Egli ha messo in guardia l’Italia dal lento suicidio demografico a cui sta andando incontro. Oltre il cinquanta per cento delle famiglie oggi infatti è senza figli, e tra quelle che ne hanno quasi la metà ne contemplano uno solo, il resto due, e solamente il 5,1 delle famiglie ha tre o più di tre figli. “Per questo motivo urge una politica che sia orientata ai figli, che voglia da subito farsi carico di un equilibrato ricambio generazionale”. Per uscire dalla crisi il Cardinale ha indicato il “quoziente familiare” quale “innovazione che può liberare l’avvenire della nostra società”.
Il Presidente della CEI ha quindi individuato l’altro perno essenziale per la rinascita del Paese nel lavoro, che è “la risorsa, anzi la quota parte minima di capitale fornita dalla società a ciascun cittadino, in particolare ai giovani alla ricerca del primo impiego, perché possano inserirsi e, trovando senso in ciò che fanno, sentirsi utili quali attori di crescita e di sviluppo”. La crescente crisi occupazionale è “una preoccupazione che angoscia e per la quale chiediamo un supplemento di sforzo e di cura all’intera classe dirigente del Paese: politici, imprenditori, banchieri e sindacalisti”.
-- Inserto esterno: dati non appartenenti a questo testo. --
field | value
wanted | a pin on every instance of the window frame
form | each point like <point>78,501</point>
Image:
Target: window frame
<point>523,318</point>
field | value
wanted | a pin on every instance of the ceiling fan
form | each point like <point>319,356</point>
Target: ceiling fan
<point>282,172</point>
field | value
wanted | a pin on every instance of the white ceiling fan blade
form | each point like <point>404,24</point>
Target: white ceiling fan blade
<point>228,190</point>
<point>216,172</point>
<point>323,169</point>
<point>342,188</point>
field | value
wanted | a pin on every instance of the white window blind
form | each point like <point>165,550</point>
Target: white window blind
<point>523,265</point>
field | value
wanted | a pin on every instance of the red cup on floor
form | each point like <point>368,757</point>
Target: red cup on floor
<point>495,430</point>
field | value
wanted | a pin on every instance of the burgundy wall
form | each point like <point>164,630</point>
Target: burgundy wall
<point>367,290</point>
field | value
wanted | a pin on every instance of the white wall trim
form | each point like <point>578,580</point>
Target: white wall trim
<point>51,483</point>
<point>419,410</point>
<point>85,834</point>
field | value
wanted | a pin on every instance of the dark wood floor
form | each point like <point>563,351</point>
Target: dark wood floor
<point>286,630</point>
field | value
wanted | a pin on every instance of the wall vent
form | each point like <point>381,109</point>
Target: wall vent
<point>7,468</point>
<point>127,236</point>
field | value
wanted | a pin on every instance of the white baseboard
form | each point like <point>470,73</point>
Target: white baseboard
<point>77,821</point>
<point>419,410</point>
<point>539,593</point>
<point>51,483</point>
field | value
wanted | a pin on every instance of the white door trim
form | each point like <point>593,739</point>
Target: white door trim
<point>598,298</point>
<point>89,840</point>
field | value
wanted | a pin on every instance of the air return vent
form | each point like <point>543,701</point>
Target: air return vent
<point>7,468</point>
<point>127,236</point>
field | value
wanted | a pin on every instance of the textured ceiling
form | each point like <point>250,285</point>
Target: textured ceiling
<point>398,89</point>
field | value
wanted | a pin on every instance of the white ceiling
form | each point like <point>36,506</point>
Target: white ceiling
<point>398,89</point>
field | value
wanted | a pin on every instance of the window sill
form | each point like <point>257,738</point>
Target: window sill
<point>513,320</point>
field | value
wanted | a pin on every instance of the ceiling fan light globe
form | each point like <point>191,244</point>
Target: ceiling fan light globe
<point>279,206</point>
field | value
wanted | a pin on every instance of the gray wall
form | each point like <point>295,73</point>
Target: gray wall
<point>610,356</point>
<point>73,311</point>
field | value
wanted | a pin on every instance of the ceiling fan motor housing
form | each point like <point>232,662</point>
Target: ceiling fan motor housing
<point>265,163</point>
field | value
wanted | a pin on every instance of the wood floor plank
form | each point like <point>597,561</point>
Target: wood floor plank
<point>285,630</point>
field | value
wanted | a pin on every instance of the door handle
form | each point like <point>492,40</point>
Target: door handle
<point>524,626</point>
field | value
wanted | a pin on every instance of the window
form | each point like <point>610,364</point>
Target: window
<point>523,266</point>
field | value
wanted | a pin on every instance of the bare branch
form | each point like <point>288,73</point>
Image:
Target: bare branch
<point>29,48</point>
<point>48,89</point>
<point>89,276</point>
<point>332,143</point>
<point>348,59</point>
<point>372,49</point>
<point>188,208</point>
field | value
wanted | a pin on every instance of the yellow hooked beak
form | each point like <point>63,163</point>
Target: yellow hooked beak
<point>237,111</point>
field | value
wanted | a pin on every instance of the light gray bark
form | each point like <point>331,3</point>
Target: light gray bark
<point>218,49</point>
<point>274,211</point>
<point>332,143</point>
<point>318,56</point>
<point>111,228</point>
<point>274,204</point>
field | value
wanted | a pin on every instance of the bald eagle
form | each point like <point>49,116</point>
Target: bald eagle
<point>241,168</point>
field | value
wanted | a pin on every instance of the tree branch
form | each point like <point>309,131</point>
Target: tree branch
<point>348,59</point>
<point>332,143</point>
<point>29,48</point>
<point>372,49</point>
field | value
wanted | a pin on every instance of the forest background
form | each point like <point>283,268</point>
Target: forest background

Ha quindi invitato il Governo e le forze sociali a potenziare le piccole e medie industrie, metterle in rete anche sul piano decisionale, qualificare il settore della ricerca e quello turistico, potenziare l’agricoltura e l’artigianato, sveltire la distribuzione, facilitare il mondo cooperativistico.
“Bisogna rinforzare i soggetti che meglio esprimono le qualità del territorio e più possono assorbire e rimotivare leve del lavoro”.
In conclusione ha espresso “grande vicinanza e considerazione” alle Forze dell’ordine e alle Autorità inquirenti “per la formidabile azione di contrasto che stanno svolgendo contro le cosche malavitose e la loro pervasiva ramificazione su tutto il territorio nazionale e oltre”.